Farmaci per il dito a scatto

Se il dolore persiste è necessario abbinare al trattamento con i tutori, anche una terapia con farmaci a cerotto.

Sono cerotti antidolorifici che vengono applicati all’interno del dito a scatto. I cerotti si presentano a pezzi interi ed è necessario ritagliarli a misura per applicarli al dito. In genere si mettono alla sera per permettere al farmaco di agire durante la notte per maggiore efficacia. I risultati? Entro un paio di giorni il dito dovrebbe ritornare a muoversi regolarmente (massimo una settimana).

Ionoforesi per il dito a scatto

Se dopo i vari rimedi prima elencati non dovessero ancora esserci miglioramenti è possibile provare con la ionoforesi con ketoprofene (un principio attivo con antinfiammatorio).

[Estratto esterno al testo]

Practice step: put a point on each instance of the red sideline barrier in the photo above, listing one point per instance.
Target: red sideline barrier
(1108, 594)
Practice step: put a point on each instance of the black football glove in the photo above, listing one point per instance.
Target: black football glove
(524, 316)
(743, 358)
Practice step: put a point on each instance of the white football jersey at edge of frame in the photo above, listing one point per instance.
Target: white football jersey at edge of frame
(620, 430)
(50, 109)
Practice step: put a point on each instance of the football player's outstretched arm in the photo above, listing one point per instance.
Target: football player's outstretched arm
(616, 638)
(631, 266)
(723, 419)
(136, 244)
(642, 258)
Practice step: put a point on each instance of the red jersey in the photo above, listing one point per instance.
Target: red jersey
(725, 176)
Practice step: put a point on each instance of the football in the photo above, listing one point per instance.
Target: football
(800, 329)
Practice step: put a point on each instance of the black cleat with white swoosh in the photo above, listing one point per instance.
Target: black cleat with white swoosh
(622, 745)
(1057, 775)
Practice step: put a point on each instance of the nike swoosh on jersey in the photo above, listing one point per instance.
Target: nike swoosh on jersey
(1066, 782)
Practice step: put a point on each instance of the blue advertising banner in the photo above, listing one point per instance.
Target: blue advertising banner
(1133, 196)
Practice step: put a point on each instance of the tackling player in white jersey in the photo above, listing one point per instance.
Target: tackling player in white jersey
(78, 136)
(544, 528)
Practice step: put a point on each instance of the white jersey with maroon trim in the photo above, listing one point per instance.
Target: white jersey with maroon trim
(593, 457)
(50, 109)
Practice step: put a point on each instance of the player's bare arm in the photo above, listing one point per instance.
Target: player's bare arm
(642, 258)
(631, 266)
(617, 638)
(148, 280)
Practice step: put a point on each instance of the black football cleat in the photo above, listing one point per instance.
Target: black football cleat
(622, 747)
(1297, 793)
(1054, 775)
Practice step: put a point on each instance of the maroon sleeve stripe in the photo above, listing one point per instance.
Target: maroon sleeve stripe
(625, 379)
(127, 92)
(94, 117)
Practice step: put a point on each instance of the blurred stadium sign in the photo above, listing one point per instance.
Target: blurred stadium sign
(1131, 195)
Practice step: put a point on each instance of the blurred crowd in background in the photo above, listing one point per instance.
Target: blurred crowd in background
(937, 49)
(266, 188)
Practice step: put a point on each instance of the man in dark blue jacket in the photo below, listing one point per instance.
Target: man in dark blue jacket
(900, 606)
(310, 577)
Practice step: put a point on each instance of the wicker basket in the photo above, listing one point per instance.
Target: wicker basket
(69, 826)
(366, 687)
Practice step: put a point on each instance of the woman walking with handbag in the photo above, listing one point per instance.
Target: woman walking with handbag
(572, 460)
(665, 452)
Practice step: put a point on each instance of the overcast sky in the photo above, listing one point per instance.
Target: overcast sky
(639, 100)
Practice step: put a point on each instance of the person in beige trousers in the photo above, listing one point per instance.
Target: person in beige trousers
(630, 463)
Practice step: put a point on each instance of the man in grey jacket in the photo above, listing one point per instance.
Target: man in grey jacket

In cosa consiste la ionoforesi? Sono delle leggere scariche elettriche che fanno penetrare il medicinale nella zona del tendine da trattare. L’effetto è mirato e la seduta (circa 25 minuti) è indolore. Il ciclo prevede massimo 10 sedute di ionoforesi.

In ultima ipotesi si ricorre all’intervento chirurgico,che spesso i medici possono consigliare anche alla prima visita quando il caso è già a limite (ovvero immediata immobilità del dito). Ovviamente sono casi rari e per non sbagliare quando avvertire la sensazione del dito a scatto è bene sempre rivolgersi ad uno specialista per una corretta diagnosi.(vedi anche alluce valgo).